Pra quem não conhece, ou pelo simples deleite de reler, vai aí o Poema em Linha Reta. (Bem sabemos que não há linha reta se é humana a voz que fala e Fernando Pessoa sabe disso melhor do que ninguém).
Nunca conheci quem tivesse levado porrada.
Todos os meus conhecidos têm sido campeões em tudo.
E eu, tantas vezes reles, tantas vezes porco, tantas vezes vil,
Eu tantas vezes irrespondivelmente parasita,
Indesculpavelmente sujo,
Eu, que tantas vezes não tenho tido paciência para tomar banho,
Eu que tantas vezes tenho sido ridículo, absurdo,
Que tenho enrolado os pés publicamente nos tapetes das etiquetas,
Que tenho sido grotesco, mesquinho, submisso e arrogante,
Que tenho sofrido enxovalhos e calado,
Que quando não tenho calado, tenho sido mais ridículo ainda;
Eu, que tenho sido cómico às criadas de hotel,
Eu, que tenho sentido o piscar de olhos dos moços de fretes,
Eu que tenho feito vergonhas financeiras, pedido emprestado sem pagar,
Eu, que, quando a hora do soco surgiu, me tenho agachado,
Para fora da possiblidade do soco;
Eu que tenho sofrido a angústia das pequenas coisas ridículas,
Eu que verifico que não tenho par nisto neste mundo.
Toda a gente que eu conheço e que fala comigo,
Nunca teve um acto ridículo, nunca sofreu um enxovalho,
Nunca foi senão princípe - todos eles princípes - na vida...

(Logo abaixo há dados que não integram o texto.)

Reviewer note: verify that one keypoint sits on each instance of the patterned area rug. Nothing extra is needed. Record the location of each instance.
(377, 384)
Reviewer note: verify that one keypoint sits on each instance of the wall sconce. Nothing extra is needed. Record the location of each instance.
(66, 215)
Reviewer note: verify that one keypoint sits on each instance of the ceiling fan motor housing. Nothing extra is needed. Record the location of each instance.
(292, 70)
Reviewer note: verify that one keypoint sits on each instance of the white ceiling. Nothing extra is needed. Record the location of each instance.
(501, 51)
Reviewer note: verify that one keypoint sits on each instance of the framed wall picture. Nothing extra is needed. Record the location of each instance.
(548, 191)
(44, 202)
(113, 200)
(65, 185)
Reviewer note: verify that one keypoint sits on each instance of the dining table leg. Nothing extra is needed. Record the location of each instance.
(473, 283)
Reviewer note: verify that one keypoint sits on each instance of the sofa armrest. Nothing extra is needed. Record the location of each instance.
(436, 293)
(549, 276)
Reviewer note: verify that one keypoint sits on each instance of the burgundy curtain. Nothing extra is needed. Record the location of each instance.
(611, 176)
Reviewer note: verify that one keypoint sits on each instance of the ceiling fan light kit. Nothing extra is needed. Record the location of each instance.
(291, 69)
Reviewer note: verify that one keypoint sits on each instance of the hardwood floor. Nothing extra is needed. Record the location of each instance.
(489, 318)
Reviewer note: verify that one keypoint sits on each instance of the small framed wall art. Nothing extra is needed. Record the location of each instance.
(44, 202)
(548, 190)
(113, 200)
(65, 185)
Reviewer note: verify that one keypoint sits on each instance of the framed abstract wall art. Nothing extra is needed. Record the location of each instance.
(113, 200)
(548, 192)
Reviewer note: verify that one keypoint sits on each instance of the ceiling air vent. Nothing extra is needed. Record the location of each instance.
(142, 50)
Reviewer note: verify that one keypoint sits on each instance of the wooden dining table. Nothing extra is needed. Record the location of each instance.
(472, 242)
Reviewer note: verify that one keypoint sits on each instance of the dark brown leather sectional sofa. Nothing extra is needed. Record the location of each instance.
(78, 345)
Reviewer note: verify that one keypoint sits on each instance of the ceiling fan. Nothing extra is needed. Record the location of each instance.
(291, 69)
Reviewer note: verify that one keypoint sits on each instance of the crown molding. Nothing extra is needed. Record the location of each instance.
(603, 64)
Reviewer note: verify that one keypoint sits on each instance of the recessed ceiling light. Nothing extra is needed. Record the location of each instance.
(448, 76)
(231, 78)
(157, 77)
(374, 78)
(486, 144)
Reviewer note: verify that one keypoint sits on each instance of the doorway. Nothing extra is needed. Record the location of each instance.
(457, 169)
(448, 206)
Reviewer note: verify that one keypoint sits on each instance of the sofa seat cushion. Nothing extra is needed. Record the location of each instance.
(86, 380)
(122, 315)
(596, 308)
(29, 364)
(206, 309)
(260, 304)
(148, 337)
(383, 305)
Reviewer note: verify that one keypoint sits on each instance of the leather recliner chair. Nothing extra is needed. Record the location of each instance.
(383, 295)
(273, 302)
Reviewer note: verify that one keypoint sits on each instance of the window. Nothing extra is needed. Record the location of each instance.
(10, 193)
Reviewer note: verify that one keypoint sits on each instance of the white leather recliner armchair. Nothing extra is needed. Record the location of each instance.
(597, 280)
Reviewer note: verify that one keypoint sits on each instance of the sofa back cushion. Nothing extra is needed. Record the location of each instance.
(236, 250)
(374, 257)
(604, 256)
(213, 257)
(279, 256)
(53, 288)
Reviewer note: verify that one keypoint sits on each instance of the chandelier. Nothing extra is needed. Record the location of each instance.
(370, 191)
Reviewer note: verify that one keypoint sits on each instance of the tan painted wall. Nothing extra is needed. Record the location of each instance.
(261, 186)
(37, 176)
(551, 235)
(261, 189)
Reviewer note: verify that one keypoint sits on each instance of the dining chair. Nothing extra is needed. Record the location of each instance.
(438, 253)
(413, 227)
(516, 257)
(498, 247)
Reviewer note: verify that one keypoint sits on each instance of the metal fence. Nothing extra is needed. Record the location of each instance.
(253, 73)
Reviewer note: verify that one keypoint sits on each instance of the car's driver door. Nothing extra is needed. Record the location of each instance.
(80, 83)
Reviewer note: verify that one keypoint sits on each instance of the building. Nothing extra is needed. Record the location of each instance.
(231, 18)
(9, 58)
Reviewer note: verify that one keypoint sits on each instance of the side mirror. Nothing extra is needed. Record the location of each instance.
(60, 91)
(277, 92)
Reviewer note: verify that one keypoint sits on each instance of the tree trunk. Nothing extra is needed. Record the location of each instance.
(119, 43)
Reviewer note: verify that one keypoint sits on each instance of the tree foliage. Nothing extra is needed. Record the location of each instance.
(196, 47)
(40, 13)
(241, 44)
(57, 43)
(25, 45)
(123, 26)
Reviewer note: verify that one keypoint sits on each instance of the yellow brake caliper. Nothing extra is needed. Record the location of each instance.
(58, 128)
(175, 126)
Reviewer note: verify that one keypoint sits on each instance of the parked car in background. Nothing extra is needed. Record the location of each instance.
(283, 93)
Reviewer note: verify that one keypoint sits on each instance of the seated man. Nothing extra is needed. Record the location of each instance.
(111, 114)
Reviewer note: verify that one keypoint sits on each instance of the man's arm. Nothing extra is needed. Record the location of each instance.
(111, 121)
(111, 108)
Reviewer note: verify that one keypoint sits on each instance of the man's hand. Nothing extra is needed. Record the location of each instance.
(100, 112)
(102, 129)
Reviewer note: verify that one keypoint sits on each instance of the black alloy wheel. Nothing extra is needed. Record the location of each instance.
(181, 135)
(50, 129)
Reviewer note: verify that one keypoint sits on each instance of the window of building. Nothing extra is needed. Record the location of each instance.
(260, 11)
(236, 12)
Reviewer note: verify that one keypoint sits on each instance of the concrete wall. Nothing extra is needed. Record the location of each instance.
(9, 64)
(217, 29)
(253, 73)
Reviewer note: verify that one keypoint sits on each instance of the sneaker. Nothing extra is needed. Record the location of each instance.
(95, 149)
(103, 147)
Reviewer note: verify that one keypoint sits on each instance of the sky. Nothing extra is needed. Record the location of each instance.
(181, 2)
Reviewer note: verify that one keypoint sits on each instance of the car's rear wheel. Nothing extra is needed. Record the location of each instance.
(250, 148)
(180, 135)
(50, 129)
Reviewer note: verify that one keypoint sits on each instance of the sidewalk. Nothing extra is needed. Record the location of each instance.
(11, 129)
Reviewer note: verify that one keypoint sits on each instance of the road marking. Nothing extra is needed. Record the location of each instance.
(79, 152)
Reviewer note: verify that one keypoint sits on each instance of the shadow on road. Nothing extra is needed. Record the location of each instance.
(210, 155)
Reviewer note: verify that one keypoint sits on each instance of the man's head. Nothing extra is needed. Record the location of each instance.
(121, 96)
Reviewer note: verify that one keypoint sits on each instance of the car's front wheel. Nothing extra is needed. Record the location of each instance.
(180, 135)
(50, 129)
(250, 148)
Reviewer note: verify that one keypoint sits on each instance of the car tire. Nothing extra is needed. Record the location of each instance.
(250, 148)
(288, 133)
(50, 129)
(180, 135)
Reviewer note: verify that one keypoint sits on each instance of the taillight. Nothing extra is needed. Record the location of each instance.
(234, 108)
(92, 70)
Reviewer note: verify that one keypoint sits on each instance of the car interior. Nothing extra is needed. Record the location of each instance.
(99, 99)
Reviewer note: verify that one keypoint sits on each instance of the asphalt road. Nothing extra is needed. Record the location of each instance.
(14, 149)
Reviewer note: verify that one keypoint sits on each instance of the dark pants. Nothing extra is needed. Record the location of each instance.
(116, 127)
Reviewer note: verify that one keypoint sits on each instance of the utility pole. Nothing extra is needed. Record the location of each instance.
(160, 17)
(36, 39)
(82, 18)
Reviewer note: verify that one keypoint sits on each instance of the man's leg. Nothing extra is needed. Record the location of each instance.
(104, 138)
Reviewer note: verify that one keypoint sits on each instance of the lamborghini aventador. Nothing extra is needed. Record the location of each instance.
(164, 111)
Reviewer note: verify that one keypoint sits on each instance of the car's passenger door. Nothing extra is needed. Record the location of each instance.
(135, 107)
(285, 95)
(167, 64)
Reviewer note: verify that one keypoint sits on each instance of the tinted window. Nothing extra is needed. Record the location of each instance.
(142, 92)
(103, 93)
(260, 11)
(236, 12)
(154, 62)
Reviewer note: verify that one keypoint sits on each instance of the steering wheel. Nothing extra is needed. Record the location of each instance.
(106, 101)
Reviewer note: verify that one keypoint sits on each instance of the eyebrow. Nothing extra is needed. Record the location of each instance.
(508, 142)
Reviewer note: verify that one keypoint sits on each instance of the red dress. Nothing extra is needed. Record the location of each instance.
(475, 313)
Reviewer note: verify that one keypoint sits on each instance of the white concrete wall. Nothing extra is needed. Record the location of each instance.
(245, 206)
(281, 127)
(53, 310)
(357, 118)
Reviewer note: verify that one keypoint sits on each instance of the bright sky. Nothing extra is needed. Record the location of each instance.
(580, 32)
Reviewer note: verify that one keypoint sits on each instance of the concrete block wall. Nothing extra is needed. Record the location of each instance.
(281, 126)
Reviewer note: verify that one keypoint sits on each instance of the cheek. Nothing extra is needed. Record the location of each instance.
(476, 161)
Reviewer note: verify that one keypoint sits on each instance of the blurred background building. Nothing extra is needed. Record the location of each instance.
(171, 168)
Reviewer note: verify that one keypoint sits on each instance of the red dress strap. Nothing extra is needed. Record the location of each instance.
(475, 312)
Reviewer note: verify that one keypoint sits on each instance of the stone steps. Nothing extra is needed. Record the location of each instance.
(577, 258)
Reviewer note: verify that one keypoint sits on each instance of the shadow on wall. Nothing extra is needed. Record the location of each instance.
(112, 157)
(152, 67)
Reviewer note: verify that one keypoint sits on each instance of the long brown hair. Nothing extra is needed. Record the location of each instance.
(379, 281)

Quem me dera ouvir de alguém a voz humana,
Quem confessasse não um pecado, mas uma infâmia;
Quem contasse, não uma violência, mas uma cobardia!
Não, são todos o Ideal, se os oiço e me falam.
Quem há neste largo mundo que me confesse que uma vez foi vil?
Ó princípes, meus irmãos,
Arre, estou farto de semideuses!
Onde há gente no mundo?
Então só eu que é vil e erróneo nesta terra?
Poderão as mulheres não os terem amado,
Podem ter sido traídos — mas ridículos nunca!
E eu, que tenho sido ridículo sem ter sido traído,
Como posso eu falar com os meus superiores sem titubear?
Eu, que tenho sido vil, literalmente vil,
Vil no sentido mesquinho e infame da vileza.
Álvaro de Campos, in "Poemas"
Heterónimo de Fernando Pessoa
segunda-feira, 30 de novembro de 2009
Homenagem
O nome desse blog é uma homenagem ao Gilberto Dimenstein e ao Rubens Alves que tiveram a coragem de lançar um livro intitulado "Fomos Maus Alunos" (São Paulo: Papirus, 2003), que muito me comoveu. Eu desconfio, não, na verdade tenho certeza, de que muita gente boa, inteligente, criativa e talentosa tem histórias de fracasso escolar pra contar. Como eu. No quesito fracasso escolar, bem entendido. Então talvez eu leve esse blog adiante e conte a minha história. Talvez, também outras se somem às minhas, histórias de gente que se identifica com o verso que diz: "nunca conheci quem tivesse levado porrada". Mas não é só disso que trata esse blog. Outras divagações acerca de família, maternidade e congêneres também podem aparecer por aqui.